Results in Hours, Not Months

Developed by Jabil, Auburn University and NASA in July 2020, RQIS is designed to identify and quantify any deviations in build or material quality through a series of tests that can be performed within a few hours after fabrication. Using a couple of simple artifacts, in conjunction with proper data preparation and correlation, a streamlined inspection process investigates the dimensional accuracy, geometry compliance and surface toughness of various surface angles.

This innovative method enables metal AM engineers to identify and quantify deviations on build/material quality through a series of tests that can be performed within 2-3 hours of initial fabrication. This represents a huge improvement over the 2-3 months typically needed to complete all required testing and analysis of dimensional accuracy, geometry compliance, surface roughness at various angles and mechanical properties, such as torque and angle of twist.

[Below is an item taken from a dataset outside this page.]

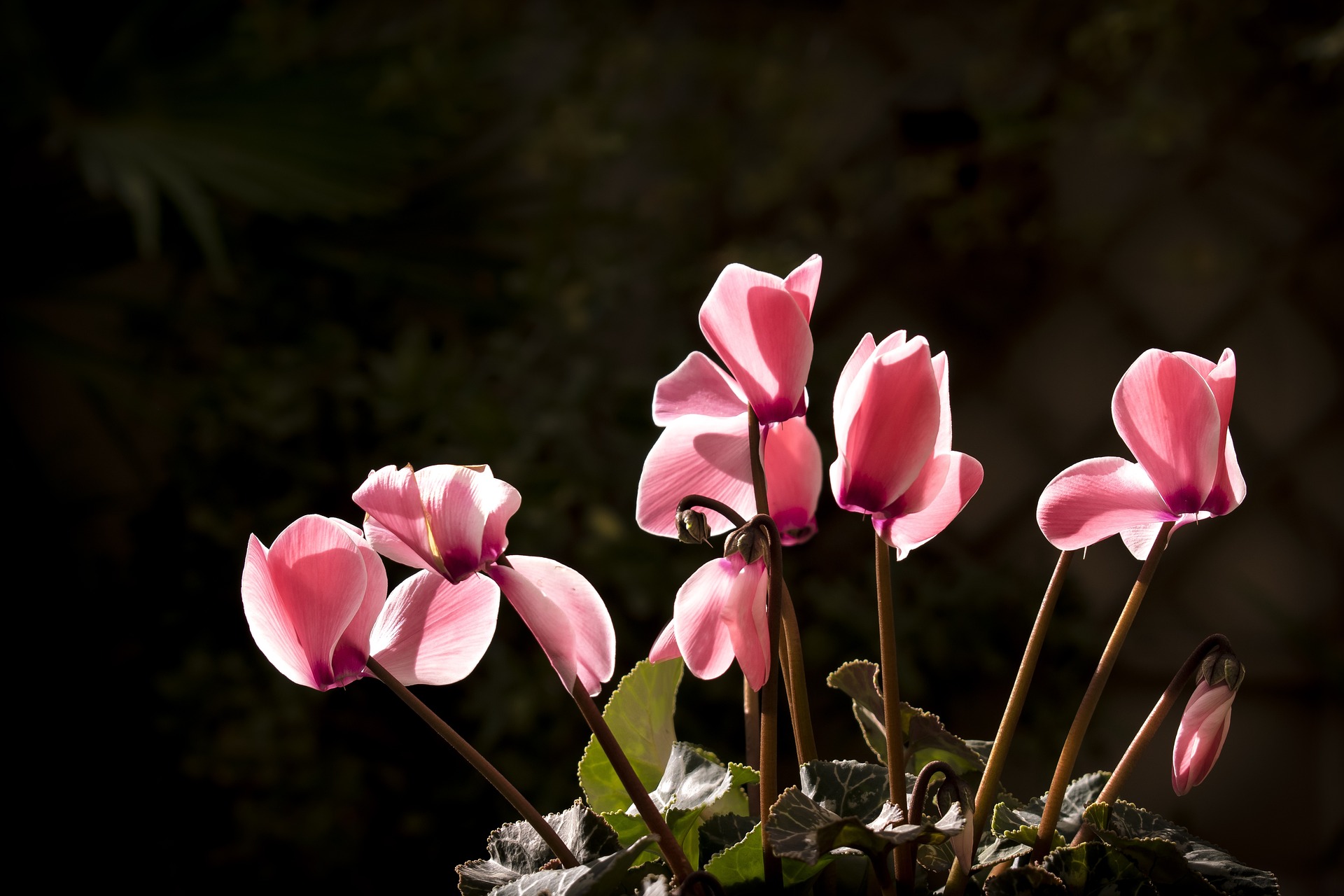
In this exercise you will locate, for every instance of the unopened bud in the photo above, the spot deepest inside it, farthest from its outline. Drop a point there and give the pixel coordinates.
(1222, 666)
(749, 542)
(691, 527)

Jabil, along with collaboration partners at Sandia, NASA, Auburn University and the ASTM Center of Excellence, currently are working together to test multiple materials and publish data from their findings. This open partnership welcomes additional participation, as sharing RQIS results is a huge step forward for advancing efforts in metal additive manufacturing. It’s all about boosting overall confidence and quality today while empowering manufacturing engineers to build groundbreaking parts tomorrow.

Matt Donovan is the chief engineer for Metal Additive Manufacturing at Jabil. He brings more than 20 years of experience in aerospace and defense to his current position leading Jabil’s metal AM production strategies.